Remember that this writable snapshot does not capture a point-in-time (PIT) delta of the guest OS. It is simply an artifact created on behalf of the VSS shadow copy service, and allows in-flight I/Os belonging to the application to be caught so that an application can be placed into a consistent state, typically for the purposes of backup. In traditional configurations (VMFS, NFS), the creation of two separate redo logs can be observed:
DISKLIB-LIB_CREATE : CREATE CHILD: "/vmfs/volumes/54217270-9baa46c8-20b3-e4115baa8e42/swizzle-yeah/ \ swizzle-yeah-000001.vmdk" -- vmfsSparse cowGran=1 allocType=0 policy='' . . DISKLIB-LIB_CREATE : CREATE CHILD: "/vmfs/volumes/54217270-9baa46c8-20b3-e4115baa8e42/swizzle-yeah/ \ swizzle-yeah-000002.vmdk" -- vmfsSparse cowGran=1 allocType=0 policy=''
This attaching the writable snapshot as a disk to the VM can be observed in the VM logs:
ToolsBackup: hot adding disk swizzle-yeah-000002.vmdk to node scsi0:1 . . HotAdd: Adding disk with mode 'persistent' to scsi0:1 . . ToolsBackup: successfully mounted writable snapshot in guest.
Once the writable snapshot is attached to the VM, all I/Os that are needed to put the snapshot in a consistent state are issued to the writable snapshot. Once this process completes, the writable snapshot is removed from the VM and the process is considered complete.
ToolsBackup: hot removing disk swizzle-yeah-000002.vmdk from node scsi0:1. . . Closing disk scsi0:1 . . ToolsBackup: Post-processing writable snapshot disk
Now we have an application consistent snapshot of the VM.
There were some issues with this approach, namely the inability to offload the snapshot operation to a VAAI-NAS array, as per this blog article about VSS and application level quiescing in Windows 2008. In the next section we will see how VVols addresses some of these issues.
The VVol approach
VVol snapshots changes this behaviour once again.
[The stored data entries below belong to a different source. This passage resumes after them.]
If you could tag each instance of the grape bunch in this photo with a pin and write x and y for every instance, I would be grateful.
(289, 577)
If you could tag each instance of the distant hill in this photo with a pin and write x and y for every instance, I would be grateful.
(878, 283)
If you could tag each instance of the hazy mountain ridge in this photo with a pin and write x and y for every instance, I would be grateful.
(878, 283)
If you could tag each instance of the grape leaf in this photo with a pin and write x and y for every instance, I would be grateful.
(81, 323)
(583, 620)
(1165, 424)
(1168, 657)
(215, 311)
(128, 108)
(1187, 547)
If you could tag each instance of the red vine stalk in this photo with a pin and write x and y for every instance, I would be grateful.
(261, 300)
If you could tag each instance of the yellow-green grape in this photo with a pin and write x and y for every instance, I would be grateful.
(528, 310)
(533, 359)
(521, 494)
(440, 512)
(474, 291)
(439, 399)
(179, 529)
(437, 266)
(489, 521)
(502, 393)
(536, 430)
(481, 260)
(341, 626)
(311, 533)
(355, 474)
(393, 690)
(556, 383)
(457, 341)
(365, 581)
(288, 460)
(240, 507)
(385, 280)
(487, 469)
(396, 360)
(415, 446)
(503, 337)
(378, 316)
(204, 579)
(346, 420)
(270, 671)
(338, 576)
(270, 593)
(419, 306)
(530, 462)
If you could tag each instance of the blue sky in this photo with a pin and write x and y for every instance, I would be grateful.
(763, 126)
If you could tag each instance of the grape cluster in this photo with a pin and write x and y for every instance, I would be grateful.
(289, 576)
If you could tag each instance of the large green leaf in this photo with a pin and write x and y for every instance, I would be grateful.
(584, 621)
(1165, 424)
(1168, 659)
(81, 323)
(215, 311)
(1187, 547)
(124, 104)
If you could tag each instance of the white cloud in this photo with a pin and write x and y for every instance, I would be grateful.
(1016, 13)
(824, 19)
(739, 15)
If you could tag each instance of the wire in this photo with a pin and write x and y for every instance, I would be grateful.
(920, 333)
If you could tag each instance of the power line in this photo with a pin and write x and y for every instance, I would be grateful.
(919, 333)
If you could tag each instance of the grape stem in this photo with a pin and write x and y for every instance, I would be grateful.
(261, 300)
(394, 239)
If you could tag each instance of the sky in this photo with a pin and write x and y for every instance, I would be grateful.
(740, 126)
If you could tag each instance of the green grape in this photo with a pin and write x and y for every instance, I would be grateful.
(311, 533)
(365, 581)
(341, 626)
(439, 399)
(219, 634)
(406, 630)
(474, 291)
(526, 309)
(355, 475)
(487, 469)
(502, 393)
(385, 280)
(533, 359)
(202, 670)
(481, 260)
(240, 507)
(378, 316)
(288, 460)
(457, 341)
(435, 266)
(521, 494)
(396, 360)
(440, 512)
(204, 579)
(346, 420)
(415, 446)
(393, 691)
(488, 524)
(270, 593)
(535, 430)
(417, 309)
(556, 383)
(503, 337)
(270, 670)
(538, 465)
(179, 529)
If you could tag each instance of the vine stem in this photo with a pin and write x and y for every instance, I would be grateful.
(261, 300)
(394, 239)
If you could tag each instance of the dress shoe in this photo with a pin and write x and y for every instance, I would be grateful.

If we cast our minds back to an earlier post I did on VVol snapshots, you may recall that VVol snapshots allows the VM to continue running on the base disk. There are no snapshot chains so to speak, as every snapshot is a point in time (PIT) copy based on the state of the base disk. Conceptually, you could consider VVol snapshots relationship to the VM as looking something as follows. Note that there is no chain of dependencies between the delta.
Now consider a snapshot request which include a quiesce request against the applications. With VVols using this snapshot functionality, there is no reason to take an additional snapshot just for VSS and its writers to commit outstanding I/O for application consistency. The reason for this is that we can present a delta, point in time (PIT) snapshot back to the VM as a writable snapshot, without impacting any of the other PITs in the snapshot chain (as there is no chain per-se). Taking the above example, lets assume that a third VVol snapshot is requested, and the request includes a requirement for the applications to be consistent. This invokes the VSS. The PIT snapshot is taken, and the the “swizzling” process takes place to re-parent the snapshot. As discussed, with VVol there are not chains, but every snapshot points back to the parent:
Once the VSS writers have done their thing, as before, the snapshot can be hot removed from the VM and the process is once again considered complete. The third snapshot will become just another PIT VVol snapshot, but it will once again be application consistent.
To reiterate, the reason we could not do this with traditional VM Snapshots on NFS and VMFS is because the snapshots is the change must remain “immutable”; i.e. they cannot change. This is because snapshots further down the chain rely on them to remain unchanged.
However, through VVols, we no longer need to create a second redo log just for VSS shadow copy services. This is a major change to how we’ve done snapshots in the past and another example of how VVols is making our snapshot process more efficient.